Monday, September 6, 2010

We Need More Star Trek Comics!


Actually, thanks to IDW Publishing, we have plenty. Star Trek is one of those properties that doesn't really lend itself to the comic book medium-- it's too static. Lots of stiff, uniformed people standing around around the captain's chair. Nothing illuminates this difficulty like Marvel's atrocious Star Trek/X-Men books. Gold Key pulled it off by making the stories more Flash Gordon than Gordon Cooper. Marvel couldn't match the success of their Star Wars series when they adapted the first movie into a one-shot and a short-lived monthly. I rarely read Malibu's or DC's versions very often, and when I did, I quickly fell asleep. Strangely enough, I've enjoyed John Byrne's various IDW Trek books-- especially Leonard McCoy, Frontier Doctor.

Byrne has a loose style that lets him slightly caricature McCoy and the rest of the cast so he's not destroying panel-to-panel flow with portrait shots (like my little unfinished Kirk sketch above; I'll tighten it up a bit tomorrow and add it to the ol' portfolio)-- a common failing in DC's Trek comics.
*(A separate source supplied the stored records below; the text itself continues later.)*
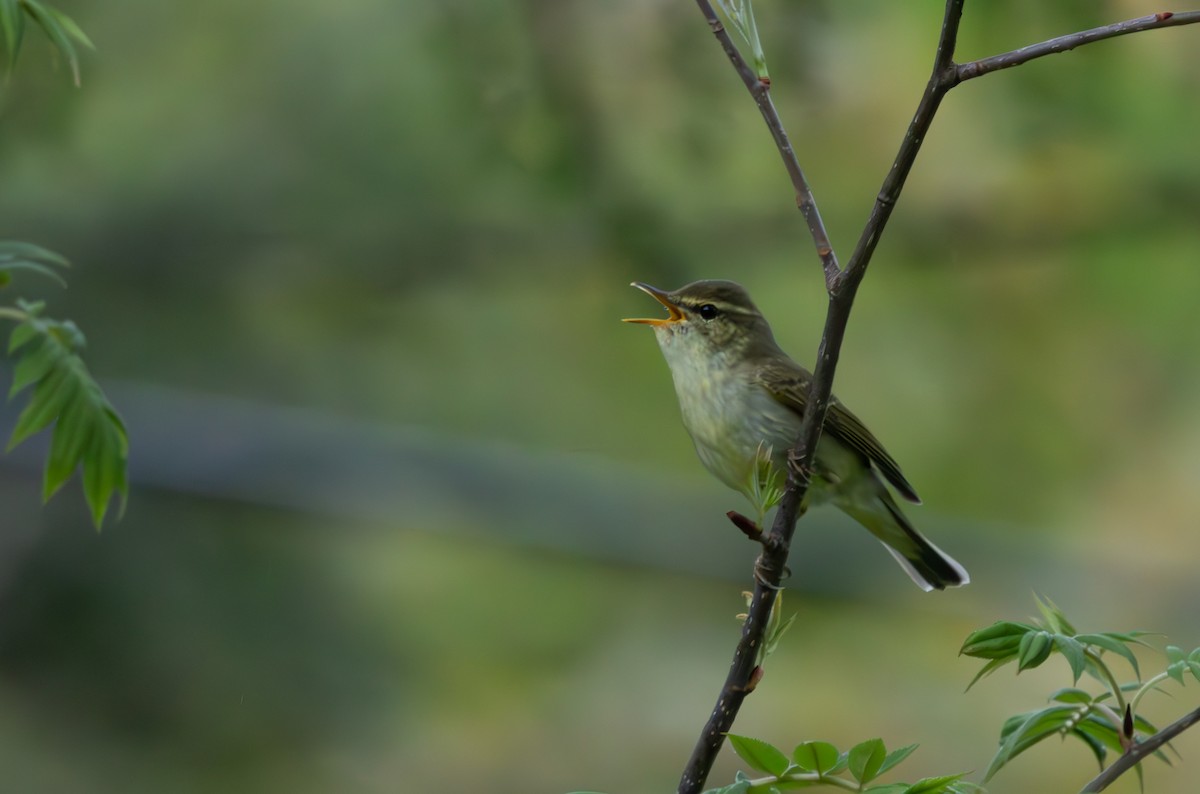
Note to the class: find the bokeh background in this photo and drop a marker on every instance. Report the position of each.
(413, 511)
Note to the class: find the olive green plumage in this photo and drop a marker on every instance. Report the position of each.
(741, 394)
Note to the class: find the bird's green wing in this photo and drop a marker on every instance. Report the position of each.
(790, 385)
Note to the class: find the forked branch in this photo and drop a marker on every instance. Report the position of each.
(841, 286)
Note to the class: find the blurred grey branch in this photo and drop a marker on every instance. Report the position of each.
(1139, 751)
(841, 286)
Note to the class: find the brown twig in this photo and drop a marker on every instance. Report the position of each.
(1063, 43)
(761, 92)
(841, 287)
(1139, 751)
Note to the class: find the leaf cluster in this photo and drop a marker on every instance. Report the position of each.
(1104, 721)
(741, 16)
(88, 432)
(59, 28)
(820, 763)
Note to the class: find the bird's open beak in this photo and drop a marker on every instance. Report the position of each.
(660, 296)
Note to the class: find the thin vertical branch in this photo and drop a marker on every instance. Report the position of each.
(761, 92)
(843, 286)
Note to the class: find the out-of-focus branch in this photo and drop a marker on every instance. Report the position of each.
(1137, 752)
(1063, 43)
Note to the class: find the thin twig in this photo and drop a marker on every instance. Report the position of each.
(841, 286)
(1137, 752)
(773, 560)
(1063, 43)
(761, 92)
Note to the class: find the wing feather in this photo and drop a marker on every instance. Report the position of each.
(790, 386)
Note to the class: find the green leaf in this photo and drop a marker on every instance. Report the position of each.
(934, 785)
(817, 757)
(35, 364)
(1115, 643)
(71, 28)
(13, 22)
(1053, 615)
(895, 757)
(1033, 649)
(1073, 651)
(997, 641)
(760, 755)
(16, 254)
(739, 787)
(88, 432)
(1071, 695)
(1023, 732)
(865, 759)
(55, 32)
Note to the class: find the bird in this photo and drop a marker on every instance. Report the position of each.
(742, 397)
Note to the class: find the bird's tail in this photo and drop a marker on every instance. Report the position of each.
(929, 566)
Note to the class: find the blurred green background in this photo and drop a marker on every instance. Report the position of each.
(413, 511)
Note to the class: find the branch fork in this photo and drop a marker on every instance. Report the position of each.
(841, 284)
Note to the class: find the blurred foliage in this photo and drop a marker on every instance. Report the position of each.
(1103, 722)
(88, 432)
(820, 763)
(427, 214)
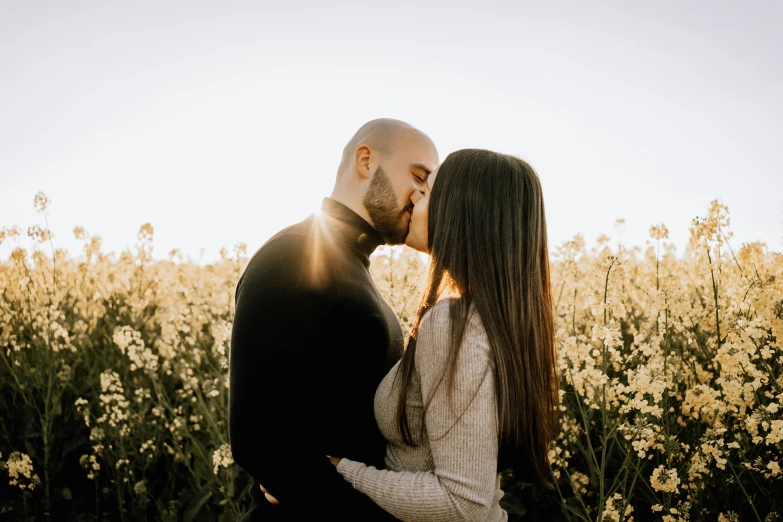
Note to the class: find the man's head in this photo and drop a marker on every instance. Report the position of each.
(383, 170)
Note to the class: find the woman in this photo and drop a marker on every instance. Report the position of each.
(476, 391)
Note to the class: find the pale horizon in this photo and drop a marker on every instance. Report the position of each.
(223, 124)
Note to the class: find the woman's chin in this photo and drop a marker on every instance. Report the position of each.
(415, 244)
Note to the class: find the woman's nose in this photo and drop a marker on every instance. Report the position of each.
(416, 196)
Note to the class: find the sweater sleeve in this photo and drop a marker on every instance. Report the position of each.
(462, 432)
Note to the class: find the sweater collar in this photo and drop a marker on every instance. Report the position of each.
(352, 229)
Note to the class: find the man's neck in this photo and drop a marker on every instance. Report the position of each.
(353, 203)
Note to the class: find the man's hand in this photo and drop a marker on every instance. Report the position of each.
(269, 498)
(273, 500)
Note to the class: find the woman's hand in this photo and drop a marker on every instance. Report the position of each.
(269, 498)
(273, 500)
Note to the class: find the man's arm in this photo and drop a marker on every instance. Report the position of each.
(280, 316)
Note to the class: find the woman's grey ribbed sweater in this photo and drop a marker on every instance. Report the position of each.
(452, 474)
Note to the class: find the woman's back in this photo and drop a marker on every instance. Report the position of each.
(457, 440)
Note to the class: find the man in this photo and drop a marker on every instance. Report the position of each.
(312, 337)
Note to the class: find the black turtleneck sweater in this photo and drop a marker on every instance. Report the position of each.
(311, 341)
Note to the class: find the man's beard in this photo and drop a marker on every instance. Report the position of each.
(381, 204)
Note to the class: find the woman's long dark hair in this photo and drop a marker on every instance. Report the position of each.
(488, 241)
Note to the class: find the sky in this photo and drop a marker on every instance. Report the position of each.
(223, 122)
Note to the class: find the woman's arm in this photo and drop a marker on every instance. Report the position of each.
(464, 445)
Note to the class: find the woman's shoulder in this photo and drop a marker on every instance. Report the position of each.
(434, 337)
(438, 318)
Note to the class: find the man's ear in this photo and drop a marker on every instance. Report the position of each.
(361, 158)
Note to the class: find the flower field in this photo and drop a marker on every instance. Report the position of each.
(113, 380)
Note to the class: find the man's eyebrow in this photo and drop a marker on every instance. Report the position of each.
(421, 167)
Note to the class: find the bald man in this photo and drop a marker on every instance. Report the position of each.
(313, 337)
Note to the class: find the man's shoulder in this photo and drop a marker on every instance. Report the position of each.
(288, 257)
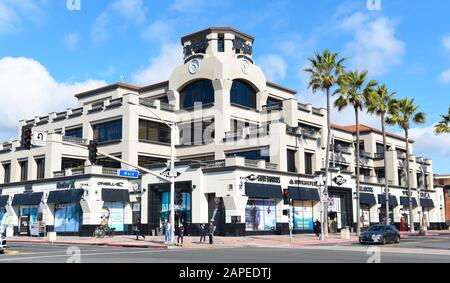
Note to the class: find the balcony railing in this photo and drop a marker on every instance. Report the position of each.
(74, 140)
(273, 107)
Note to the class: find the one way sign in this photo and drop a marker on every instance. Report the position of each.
(39, 138)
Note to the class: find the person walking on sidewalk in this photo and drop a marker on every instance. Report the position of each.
(203, 233)
(168, 236)
(212, 229)
(140, 230)
(317, 228)
(180, 234)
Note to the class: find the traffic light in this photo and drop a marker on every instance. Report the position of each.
(286, 199)
(28, 137)
(92, 152)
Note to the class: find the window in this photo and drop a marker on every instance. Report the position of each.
(76, 133)
(308, 163)
(261, 154)
(201, 91)
(221, 43)
(23, 170)
(152, 131)
(243, 94)
(70, 163)
(197, 132)
(109, 131)
(40, 164)
(7, 171)
(147, 161)
(291, 160)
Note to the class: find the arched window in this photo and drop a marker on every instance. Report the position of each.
(201, 91)
(243, 94)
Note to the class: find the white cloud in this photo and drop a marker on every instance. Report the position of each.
(273, 66)
(161, 66)
(118, 15)
(444, 77)
(29, 90)
(427, 144)
(71, 40)
(374, 46)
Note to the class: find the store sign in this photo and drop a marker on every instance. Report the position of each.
(339, 180)
(65, 184)
(110, 184)
(303, 183)
(268, 179)
(366, 189)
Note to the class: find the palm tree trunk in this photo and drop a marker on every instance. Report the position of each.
(386, 183)
(411, 215)
(327, 163)
(358, 205)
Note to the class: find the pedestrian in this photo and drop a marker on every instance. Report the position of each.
(212, 229)
(180, 234)
(140, 230)
(317, 228)
(168, 236)
(203, 233)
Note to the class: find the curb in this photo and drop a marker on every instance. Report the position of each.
(91, 244)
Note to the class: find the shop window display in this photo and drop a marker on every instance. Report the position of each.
(260, 215)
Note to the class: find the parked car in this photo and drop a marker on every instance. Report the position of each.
(2, 243)
(380, 234)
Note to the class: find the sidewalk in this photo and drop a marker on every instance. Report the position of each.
(191, 242)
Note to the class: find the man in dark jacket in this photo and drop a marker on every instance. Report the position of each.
(317, 228)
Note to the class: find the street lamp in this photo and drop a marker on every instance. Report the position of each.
(321, 186)
(172, 174)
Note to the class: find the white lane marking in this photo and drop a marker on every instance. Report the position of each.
(93, 254)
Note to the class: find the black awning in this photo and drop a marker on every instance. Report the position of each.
(255, 190)
(115, 195)
(66, 196)
(300, 193)
(368, 199)
(27, 199)
(3, 201)
(392, 200)
(405, 202)
(427, 203)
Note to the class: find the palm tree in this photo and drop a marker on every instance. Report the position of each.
(378, 102)
(352, 90)
(324, 71)
(443, 126)
(402, 114)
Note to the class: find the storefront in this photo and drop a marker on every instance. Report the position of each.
(304, 200)
(29, 210)
(67, 213)
(393, 203)
(113, 210)
(367, 202)
(260, 213)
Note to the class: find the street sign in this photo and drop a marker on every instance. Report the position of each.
(129, 174)
(39, 138)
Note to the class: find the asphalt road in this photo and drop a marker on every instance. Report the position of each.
(430, 250)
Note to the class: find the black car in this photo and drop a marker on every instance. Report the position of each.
(380, 234)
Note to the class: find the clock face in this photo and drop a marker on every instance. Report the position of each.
(194, 66)
(245, 67)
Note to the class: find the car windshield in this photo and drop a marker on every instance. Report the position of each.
(376, 229)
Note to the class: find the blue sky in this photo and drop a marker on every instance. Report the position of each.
(48, 52)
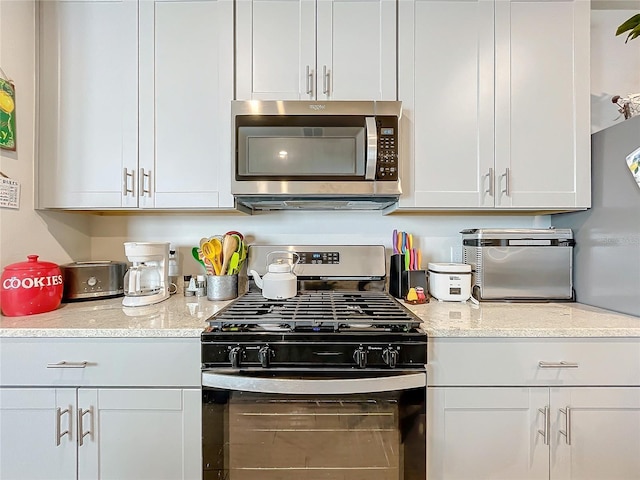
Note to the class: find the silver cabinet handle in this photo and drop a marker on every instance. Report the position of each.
(561, 364)
(547, 424)
(81, 432)
(143, 177)
(491, 177)
(309, 76)
(59, 432)
(507, 183)
(325, 80)
(125, 188)
(65, 364)
(567, 424)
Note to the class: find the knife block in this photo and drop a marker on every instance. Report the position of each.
(396, 268)
(413, 279)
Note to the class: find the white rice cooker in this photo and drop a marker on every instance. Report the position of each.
(450, 282)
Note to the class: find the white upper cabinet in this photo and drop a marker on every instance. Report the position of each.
(88, 104)
(543, 141)
(316, 50)
(495, 114)
(446, 75)
(134, 106)
(186, 88)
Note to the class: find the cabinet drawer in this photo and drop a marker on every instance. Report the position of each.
(517, 361)
(109, 362)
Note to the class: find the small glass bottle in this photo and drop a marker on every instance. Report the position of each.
(201, 286)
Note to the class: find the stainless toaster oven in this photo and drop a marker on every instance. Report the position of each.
(520, 264)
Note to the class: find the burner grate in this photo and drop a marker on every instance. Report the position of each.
(322, 310)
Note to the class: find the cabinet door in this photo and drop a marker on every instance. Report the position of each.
(275, 49)
(604, 433)
(186, 88)
(134, 434)
(487, 433)
(356, 50)
(542, 103)
(88, 104)
(37, 433)
(446, 74)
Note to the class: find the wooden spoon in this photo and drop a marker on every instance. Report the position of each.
(229, 246)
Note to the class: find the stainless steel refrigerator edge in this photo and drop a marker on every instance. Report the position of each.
(607, 251)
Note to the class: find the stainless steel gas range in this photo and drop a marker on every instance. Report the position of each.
(329, 384)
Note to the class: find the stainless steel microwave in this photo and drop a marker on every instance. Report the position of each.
(329, 155)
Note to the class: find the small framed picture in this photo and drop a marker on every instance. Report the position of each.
(7, 115)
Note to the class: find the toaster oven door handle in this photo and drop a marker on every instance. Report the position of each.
(372, 149)
(297, 386)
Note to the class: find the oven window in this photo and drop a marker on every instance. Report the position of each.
(272, 151)
(249, 436)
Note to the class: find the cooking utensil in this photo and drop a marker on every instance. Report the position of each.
(233, 264)
(229, 246)
(394, 241)
(212, 249)
(195, 253)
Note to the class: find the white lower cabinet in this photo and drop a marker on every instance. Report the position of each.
(534, 433)
(555, 424)
(52, 433)
(126, 409)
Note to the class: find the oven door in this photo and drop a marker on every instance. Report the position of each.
(344, 425)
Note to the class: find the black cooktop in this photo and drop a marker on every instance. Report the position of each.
(316, 311)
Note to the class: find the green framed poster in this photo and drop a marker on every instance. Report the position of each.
(7, 115)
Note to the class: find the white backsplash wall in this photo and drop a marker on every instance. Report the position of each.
(437, 235)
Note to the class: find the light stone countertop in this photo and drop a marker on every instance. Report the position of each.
(177, 316)
(186, 317)
(500, 319)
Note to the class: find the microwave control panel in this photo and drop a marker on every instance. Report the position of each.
(387, 164)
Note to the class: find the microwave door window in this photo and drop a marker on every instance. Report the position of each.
(301, 152)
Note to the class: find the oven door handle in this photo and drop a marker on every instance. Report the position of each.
(297, 386)
(372, 149)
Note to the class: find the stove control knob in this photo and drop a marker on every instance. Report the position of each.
(360, 357)
(264, 355)
(235, 355)
(390, 357)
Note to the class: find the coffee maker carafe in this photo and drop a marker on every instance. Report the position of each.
(146, 282)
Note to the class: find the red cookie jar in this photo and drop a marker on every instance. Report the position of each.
(30, 287)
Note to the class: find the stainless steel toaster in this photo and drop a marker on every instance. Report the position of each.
(93, 280)
(520, 264)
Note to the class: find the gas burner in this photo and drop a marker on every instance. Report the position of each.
(316, 311)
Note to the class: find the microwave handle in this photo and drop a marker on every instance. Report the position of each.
(372, 149)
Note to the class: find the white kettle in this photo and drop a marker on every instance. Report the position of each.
(279, 282)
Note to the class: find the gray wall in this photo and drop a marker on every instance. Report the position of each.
(607, 252)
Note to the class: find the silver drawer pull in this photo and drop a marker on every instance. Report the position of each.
(562, 364)
(65, 364)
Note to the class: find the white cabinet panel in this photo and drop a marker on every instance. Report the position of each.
(88, 103)
(133, 412)
(186, 87)
(134, 104)
(604, 427)
(308, 50)
(275, 49)
(487, 434)
(446, 75)
(542, 109)
(37, 442)
(496, 115)
(139, 434)
(494, 413)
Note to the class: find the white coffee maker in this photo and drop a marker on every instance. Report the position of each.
(147, 280)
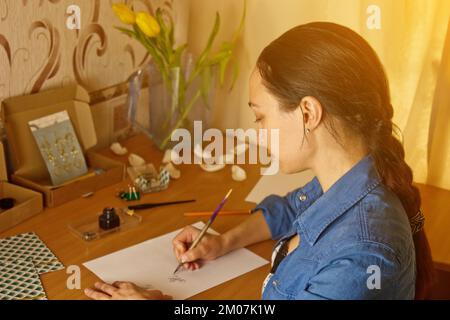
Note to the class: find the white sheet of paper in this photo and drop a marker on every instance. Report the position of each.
(279, 184)
(151, 264)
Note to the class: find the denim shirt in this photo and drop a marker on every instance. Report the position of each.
(355, 240)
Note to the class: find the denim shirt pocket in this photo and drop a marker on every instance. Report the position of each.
(291, 277)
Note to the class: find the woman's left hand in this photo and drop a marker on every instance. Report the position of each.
(123, 291)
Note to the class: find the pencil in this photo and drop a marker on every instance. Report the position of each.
(205, 228)
(222, 213)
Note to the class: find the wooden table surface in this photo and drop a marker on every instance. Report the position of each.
(208, 189)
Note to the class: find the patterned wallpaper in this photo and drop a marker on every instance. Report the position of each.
(38, 51)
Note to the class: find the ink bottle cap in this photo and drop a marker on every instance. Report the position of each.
(109, 219)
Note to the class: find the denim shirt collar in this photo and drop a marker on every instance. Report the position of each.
(325, 208)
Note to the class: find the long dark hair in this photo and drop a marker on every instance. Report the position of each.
(339, 68)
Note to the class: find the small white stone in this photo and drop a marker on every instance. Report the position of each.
(117, 149)
(170, 156)
(241, 148)
(238, 174)
(174, 172)
(212, 167)
(135, 160)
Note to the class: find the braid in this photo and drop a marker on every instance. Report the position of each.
(389, 157)
(338, 67)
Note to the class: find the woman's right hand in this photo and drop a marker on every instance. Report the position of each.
(209, 248)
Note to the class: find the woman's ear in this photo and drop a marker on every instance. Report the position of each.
(312, 113)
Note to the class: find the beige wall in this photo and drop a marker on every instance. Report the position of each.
(38, 51)
(410, 44)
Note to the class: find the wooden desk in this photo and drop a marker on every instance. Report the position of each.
(208, 189)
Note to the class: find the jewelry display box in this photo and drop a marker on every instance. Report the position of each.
(27, 203)
(29, 167)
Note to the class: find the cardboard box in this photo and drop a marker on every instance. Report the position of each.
(29, 167)
(28, 203)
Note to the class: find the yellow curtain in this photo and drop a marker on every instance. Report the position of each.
(410, 43)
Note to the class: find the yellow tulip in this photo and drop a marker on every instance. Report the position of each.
(148, 24)
(124, 13)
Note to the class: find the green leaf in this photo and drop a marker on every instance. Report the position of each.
(128, 32)
(210, 42)
(206, 85)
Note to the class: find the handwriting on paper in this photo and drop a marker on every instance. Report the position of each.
(176, 278)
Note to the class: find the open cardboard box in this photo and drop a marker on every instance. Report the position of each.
(29, 167)
(28, 203)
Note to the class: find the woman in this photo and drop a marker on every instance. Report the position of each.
(346, 234)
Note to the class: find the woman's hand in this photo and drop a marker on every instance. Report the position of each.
(123, 291)
(209, 248)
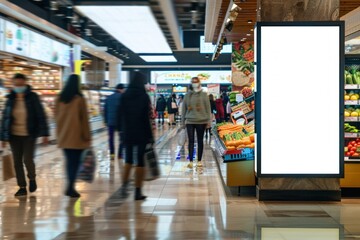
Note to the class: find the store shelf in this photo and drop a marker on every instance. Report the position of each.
(245, 154)
(352, 102)
(352, 119)
(352, 86)
(351, 159)
(351, 135)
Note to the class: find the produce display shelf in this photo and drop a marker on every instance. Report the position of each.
(352, 159)
(245, 154)
(352, 119)
(352, 102)
(352, 86)
(351, 135)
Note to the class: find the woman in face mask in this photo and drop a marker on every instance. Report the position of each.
(196, 113)
(23, 121)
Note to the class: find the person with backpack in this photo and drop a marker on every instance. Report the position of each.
(172, 109)
(196, 118)
(110, 116)
(134, 121)
(160, 108)
(72, 129)
(23, 121)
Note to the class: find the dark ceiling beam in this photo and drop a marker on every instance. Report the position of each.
(110, 2)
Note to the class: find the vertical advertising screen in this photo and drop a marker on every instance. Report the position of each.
(300, 87)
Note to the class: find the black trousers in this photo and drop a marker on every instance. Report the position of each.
(73, 158)
(129, 158)
(23, 150)
(200, 130)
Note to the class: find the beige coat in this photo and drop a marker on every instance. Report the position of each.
(72, 124)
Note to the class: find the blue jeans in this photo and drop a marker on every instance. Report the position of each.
(161, 116)
(111, 132)
(73, 158)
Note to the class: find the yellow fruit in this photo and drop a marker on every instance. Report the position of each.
(354, 114)
(354, 97)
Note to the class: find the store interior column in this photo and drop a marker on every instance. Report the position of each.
(298, 188)
(114, 74)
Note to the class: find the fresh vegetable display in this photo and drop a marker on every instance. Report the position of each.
(352, 112)
(352, 74)
(351, 95)
(350, 129)
(353, 148)
(236, 136)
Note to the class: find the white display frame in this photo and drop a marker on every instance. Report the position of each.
(299, 151)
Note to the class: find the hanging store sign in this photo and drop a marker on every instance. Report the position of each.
(184, 77)
(27, 43)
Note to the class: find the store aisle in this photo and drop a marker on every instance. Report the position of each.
(182, 204)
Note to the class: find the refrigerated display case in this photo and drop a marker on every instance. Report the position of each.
(235, 141)
(351, 179)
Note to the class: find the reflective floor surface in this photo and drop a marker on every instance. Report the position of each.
(182, 204)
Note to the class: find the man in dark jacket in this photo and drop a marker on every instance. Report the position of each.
(160, 108)
(23, 121)
(134, 121)
(110, 114)
(172, 109)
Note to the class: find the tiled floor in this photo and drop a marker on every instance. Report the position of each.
(182, 204)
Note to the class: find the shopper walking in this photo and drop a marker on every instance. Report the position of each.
(134, 121)
(172, 109)
(212, 116)
(220, 111)
(23, 121)
(73, 130)
(196, 117)
(160, 108)
(110, 116)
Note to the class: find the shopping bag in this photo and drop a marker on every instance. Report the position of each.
(8, 166)
(182, 137)
(87, 166)
(151, 164)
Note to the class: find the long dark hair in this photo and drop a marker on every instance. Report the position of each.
(71, 89)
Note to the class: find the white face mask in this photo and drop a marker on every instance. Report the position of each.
(196, 87)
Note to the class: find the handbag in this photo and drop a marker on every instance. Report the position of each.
(151, 164)
(87, 166)
(8, 166)
(182, 137)
(173, 105)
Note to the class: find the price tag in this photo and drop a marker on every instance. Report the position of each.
(351, 102)
(351, 86)
(351, 119)
(239, 97)
(351, 135)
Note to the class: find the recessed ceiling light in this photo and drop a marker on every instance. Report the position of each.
(158, 58)
(123, 23)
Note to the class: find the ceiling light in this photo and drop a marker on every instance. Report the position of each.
(158, 58)
(88, 32)
(124, 22)
(54, 6)
(229, 26)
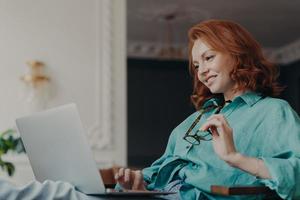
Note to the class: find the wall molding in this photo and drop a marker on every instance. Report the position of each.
(141, 49)
(100, 134)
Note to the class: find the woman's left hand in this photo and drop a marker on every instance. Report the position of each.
(222, 136)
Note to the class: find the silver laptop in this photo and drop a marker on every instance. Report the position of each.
(57, 149)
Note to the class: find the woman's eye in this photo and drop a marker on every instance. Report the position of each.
(209, 58)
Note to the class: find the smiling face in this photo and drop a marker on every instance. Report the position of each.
(213, 68)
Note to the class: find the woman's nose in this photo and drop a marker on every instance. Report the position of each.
(202, 71)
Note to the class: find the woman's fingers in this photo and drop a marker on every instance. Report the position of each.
(138, 180)
(127, 175)
(213, 122)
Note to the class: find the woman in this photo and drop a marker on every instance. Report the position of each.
(240, 135)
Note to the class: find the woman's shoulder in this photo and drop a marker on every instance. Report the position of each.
(274, 102)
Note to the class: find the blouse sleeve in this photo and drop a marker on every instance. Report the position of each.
(150, 173)
(281, 152)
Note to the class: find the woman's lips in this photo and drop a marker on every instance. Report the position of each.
(210, 79)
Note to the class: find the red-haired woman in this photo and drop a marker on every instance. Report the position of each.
(240, 134)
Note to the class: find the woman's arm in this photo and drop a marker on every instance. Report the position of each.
(251, 165)
(224, 147)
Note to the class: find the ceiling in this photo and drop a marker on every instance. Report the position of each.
(274, 23)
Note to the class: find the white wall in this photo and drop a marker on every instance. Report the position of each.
(82, 44)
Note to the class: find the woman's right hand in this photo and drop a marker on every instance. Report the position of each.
(130, 179)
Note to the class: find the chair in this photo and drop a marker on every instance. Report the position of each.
(235, 190)
(109, 181)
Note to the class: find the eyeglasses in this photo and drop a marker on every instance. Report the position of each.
(196, 137)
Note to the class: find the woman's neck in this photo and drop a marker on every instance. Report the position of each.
(230, 95)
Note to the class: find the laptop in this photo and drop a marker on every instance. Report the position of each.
(57, 148)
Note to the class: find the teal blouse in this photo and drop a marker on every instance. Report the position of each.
(263, 127)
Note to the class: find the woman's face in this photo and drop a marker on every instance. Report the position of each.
(213, 68)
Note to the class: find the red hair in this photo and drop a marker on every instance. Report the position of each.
(252, 71)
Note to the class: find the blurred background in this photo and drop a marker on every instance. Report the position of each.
(124, 63)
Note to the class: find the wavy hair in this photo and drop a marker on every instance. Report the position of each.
(252, 71)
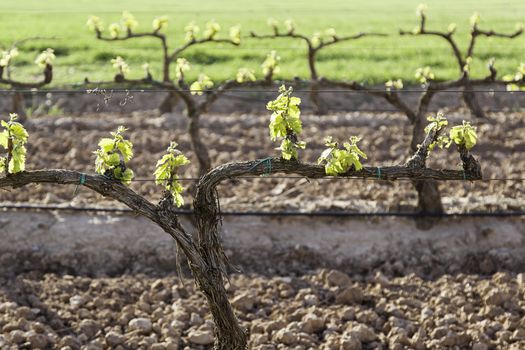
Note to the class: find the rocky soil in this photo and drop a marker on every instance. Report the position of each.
(325, 309)
(68, 142)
And he excels at hard sci-fi; even during his Fantastic Four days, Byrne worked in a number of science fiction concepts, usually in the interest of debunking common comic book tropes. Frontier Doctor is still full of dialogue sequences with people standing around jawing at each other and explaining things. Kind of reminds me of romance book storytelling, but then Byrne always had a way with quiet, character moments even when doing superheroics.

He obviously knows his classic Trek, too. Byrne's Trek books are what Gold Key might have done if they hadn't aimed their stories at children.

Still, those old Gold Key Star Treks have something all the subsequent series have lacked-- charm. I don't mind the rehashed plots-- ghost planets, space pirates, shrink rays (Kirk even gets tied down a la Gulliver's Travels in that one), de-aging (once by mechanical device and later by radioactivity) and the like-- the blond Scotty, the Kirk who often looks like Hoagy Carmichael or the green shirts on the crew instead of the familiar gold, blue and red. Those books are total fun.

And we need more fun in our comics. Kirk certainly does. He looks a bit stressed.